Financial services has adopted AI faster and harder than most of the economy, and it has been disciplined about it: model validation, the second line, supervisory oversight. The trouble is that this discipline treats AI as a tool to be governed, not as something that now reaches the firm's largest judgements. The capital call, the read on the credit cycle, the pricing decision, the disclosure, the regulatory position: these are still made by people, and AI increasingly sits inside them, handing back a fluent answer that the model-risk framework was never built to challenge. Gildoni installs the Havruta Methodology (formerly the Think Partner Methodology) into how leadership teams reason with AI, so the discipline the sector already has at the model layer reaches the decisions that actually move capital. This is not model-risk software. It is the reasoning underneath the supervision.

01 · The pressure

The sector is the most AI-saturated and the most heavily governed at once

This is not a sector that has been slow to adopt AI, and it is not one that has been careless about it. Both things are true at the same time, and that is precisely where the pressure builds.

Banks and insurers run AI in more of their operations than almost any other industry, under more supervision than almost any other industry. The Bank of England's Deputy Governor for Financial Stability, Sarah Breeden, put the real worry plainly: models could, in theory, determine outcomes and make decisions "without a senior manager that sufficiently understands the rationale for those decisions and is directly accountable for them." The accountability is human. The reasoning is increasingly not.

And the speed of adoption keeps outrunning the place where the judgement is supposed to sit.

Three numbers show how far AI has reached into the decisions, and how thin the reasoning around them still is.

75%/55%

of UK financial firms now use AI, and 55% of those use cases involve some autonomous decision-making. The machine is already inside the decision, not beside it.

Bank of England & FCA, AI in UK Financial Services Survey, 2024
19%to50%+

the share of AI content in algorithmic-trading patent applications rose from 19% in 2017 to over 50% every year since 2020. AI is moving from the back office into how markets price and trade.

36%

of CFOs are confident in their ability to drive enterprise AI impact, even as 59% of finance functions already use it. Adoption has run ahead of the judgement to direct it.

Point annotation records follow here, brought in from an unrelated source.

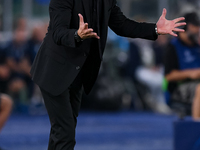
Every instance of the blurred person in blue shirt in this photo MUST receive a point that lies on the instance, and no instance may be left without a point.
(19, 67)
(182, 65)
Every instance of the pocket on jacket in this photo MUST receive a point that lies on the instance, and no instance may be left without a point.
(56, 57)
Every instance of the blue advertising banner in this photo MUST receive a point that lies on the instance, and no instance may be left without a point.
(43, 2)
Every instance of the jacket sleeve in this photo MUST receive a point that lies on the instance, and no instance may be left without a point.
(60, 17)
(123, 26)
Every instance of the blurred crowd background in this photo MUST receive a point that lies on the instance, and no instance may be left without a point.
(132, 73)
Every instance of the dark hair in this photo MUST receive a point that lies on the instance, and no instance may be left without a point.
(192, 18)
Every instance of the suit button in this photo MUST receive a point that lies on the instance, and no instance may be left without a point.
(78, 68)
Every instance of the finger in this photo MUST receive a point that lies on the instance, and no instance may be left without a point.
(81, 18)
(173, 34)
(86, 26)
(178, 30)
(178, 19)
(164, 12)
(88, 31)
(93, 35)
(180, 24)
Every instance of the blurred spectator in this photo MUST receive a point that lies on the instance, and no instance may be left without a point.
(182, 65)
(37, 36)
(148, 74)
(5, 109)
(19, 66)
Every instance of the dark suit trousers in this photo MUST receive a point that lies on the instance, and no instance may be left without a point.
(63, 111)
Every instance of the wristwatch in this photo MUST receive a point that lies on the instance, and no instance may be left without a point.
(77, 37)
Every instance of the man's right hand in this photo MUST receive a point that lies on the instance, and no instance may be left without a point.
(83, 30)
(194, 74)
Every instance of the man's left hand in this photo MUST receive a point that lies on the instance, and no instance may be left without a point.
(165, 26)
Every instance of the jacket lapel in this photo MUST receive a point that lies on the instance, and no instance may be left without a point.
(86, 5)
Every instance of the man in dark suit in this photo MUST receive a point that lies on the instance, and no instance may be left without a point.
(70, 56)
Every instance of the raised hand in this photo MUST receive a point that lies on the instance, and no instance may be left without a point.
(84, 32)
(165, 26)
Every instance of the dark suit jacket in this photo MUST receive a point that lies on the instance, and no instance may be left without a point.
(60, 59)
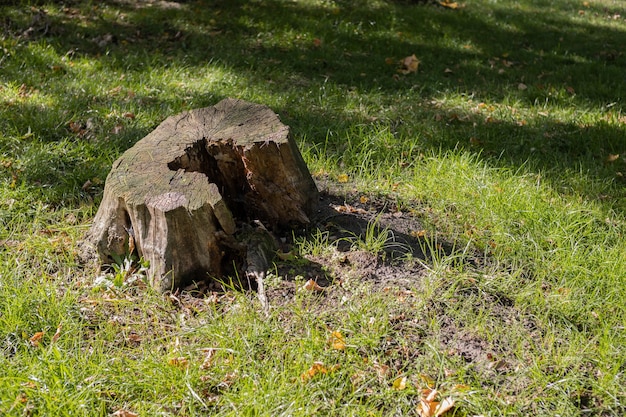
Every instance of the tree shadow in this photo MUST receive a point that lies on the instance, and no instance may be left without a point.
(510, 56)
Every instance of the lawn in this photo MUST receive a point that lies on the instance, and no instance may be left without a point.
(474, 155)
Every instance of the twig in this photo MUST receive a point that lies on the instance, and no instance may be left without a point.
(259, 276)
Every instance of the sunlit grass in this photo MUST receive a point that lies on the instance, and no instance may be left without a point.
(507, 144)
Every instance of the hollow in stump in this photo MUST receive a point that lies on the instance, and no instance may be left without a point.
(181, 196)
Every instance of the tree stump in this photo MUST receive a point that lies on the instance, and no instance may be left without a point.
(179, 197)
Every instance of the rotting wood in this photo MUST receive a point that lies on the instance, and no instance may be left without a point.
(179, 196)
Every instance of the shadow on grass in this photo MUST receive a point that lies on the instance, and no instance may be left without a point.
(321, 62)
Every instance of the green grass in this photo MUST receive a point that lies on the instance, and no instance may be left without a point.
(507, 144)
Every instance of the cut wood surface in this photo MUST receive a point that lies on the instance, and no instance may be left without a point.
(178, 197)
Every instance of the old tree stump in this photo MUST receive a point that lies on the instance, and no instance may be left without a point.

Gartner, AI in Finance Survey, 2025

The tooling is everywhere. The reasoning is the gap.

The models could, in theory, be used to determine outcomes and make decisions without a senior manager that sufficiently understands the rationale for those decisions and is directly accountable for them.
Sarah Breeden, Deputy Governor for Financial Stability, Bank of England
02 · The diagnosis

Why a well-governed sector still has this blind spot

If any sector should have caught this, it is this one. So why does the gap stay open? Three reasons, and they are products of the discipline, not failures of it.

The model-risk frame is built for the model, not the decision. Validation asks whether a model is fit, stable and explainable. It is very good at that. It does not ask whether the leadership team reasoned well about the capital position the model fed into, because that judgement was never inside its scope. So the largest calls travel up through a framework that quietly stops one layer below them.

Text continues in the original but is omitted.